Data on rails
More and more people travel by train in Germany. How can we combine machine learning and visual analytics methods to help manage the passenger loads?
Peak Spotting provides yield and capacity managers with rich visual tools to identify potential bottlenecks early on and react through price management, communications or logistic solutions.
Note: All images and screencasts on this page use realistic, but scrambled data.
Based on passenger load predictions from neural nets and random forest models, the web application integrates millions of datapoints over 100 days into the future, allowing to inspect the data on custom developed visual tools such as animated maps, stacked histograms, path-time-diagrams and powerful lists with miniature visualizations.
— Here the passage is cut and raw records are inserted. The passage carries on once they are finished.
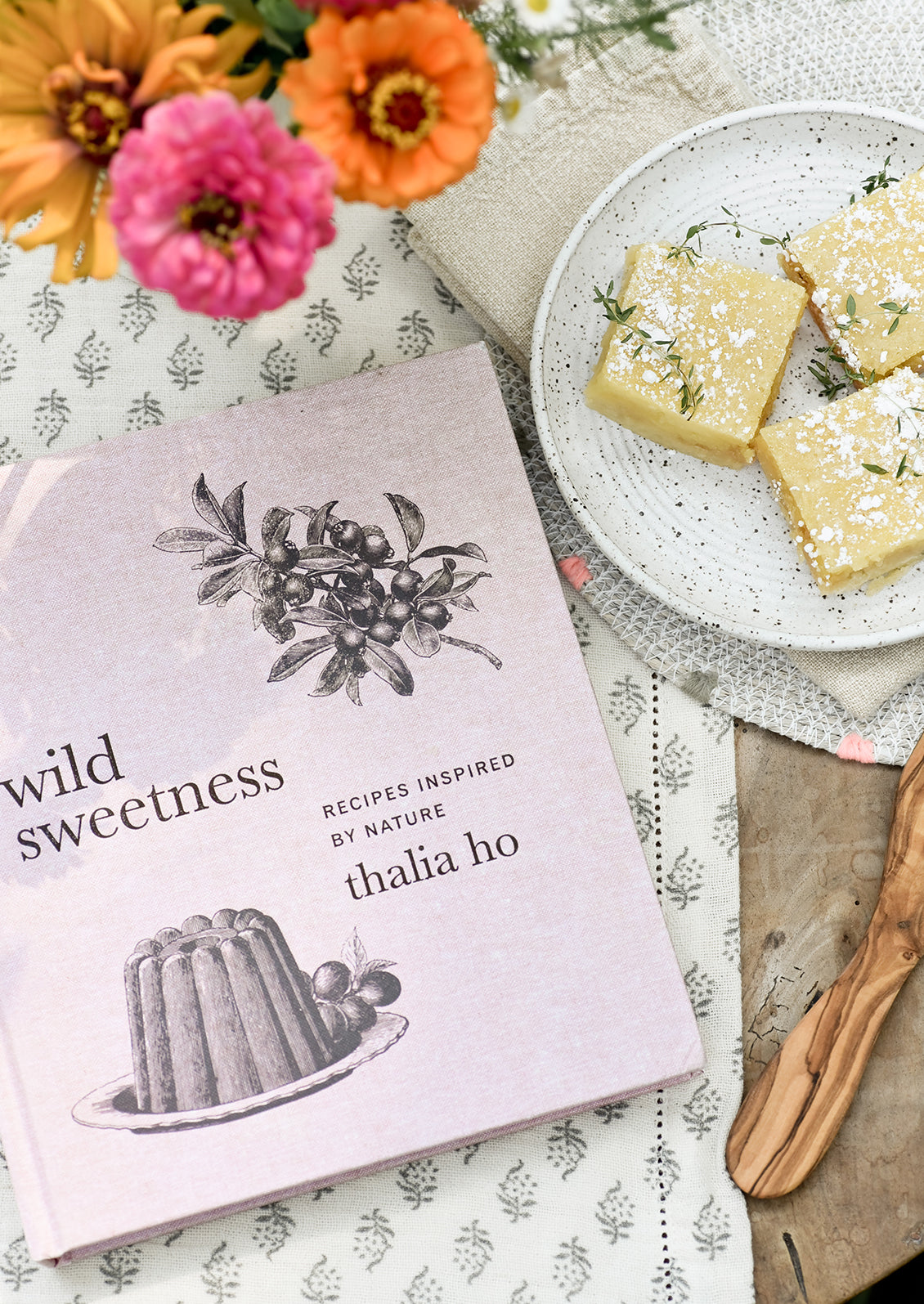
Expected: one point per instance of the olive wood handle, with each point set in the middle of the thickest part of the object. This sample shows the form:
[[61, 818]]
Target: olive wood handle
[[792, 1113]]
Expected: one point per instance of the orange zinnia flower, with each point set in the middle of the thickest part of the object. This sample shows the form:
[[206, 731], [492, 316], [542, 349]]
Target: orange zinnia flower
[[401, 100], [74, 76]]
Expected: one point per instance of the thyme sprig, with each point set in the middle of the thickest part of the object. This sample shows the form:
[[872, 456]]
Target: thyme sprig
[[591, 26], [904, 467], [693, 252], [877, 181], [689, 392], [832, 383], [889, 307]]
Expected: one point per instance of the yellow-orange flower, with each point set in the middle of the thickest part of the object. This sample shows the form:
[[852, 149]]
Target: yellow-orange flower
[[400, 100], [74, 76]]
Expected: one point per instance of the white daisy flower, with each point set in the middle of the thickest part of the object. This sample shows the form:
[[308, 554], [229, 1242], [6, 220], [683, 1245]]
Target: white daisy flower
[[542, 15], [517, 107]]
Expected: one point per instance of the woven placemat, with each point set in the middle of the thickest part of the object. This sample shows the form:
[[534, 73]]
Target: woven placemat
[[756, 683]]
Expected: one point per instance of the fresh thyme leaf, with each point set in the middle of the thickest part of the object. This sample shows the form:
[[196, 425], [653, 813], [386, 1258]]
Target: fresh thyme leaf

Special emphasis was put on providing actionable information and collaborative features, so that insights can be transformed immediately into improvements in planning and management.
The application is structured as a left-to-right journey from overview (hundred days with hundreds of trains each) to detail (a single leg on a single train). Two adjacent panels fit exactly on a full HD display, so it can be used well on one or two monitors.
Features like quick-search, powerful grouping, sorting and filtering options as well as the integration of task workflows transform the application from a mere data "observatory" to a tool that actually plays a practical role in everyday workflows.
Based on a coherent visual language which maps important dimensions like actual bookings or prognosis values to meaningful visual dimensions, we developed a variety of data perspectives to allow planers to spot and isolate critical bottlenecks and tricky traffic situations.
The application is not publicly available, but this screencast can hopefully provide an impression of typical user interface actions and flows:
The application was designed in tight cooperation with the team at Deutsche Bahn and the later users. Prototyping with Tableau proved very useful to learn quickly if specific features would prove useful and in which form.
Once we hit a wall with off-the-shelf tools, we went straight into prototyping with d3:
This allowed to compare, for instance, different rendering techniques for the list elements and compare them directly, side-by-side, making it possible to pick the most effective representation.
Use and development
The application is currently in test use and will be developed further in iterative design and development cycles to further customize the tool to individual needs.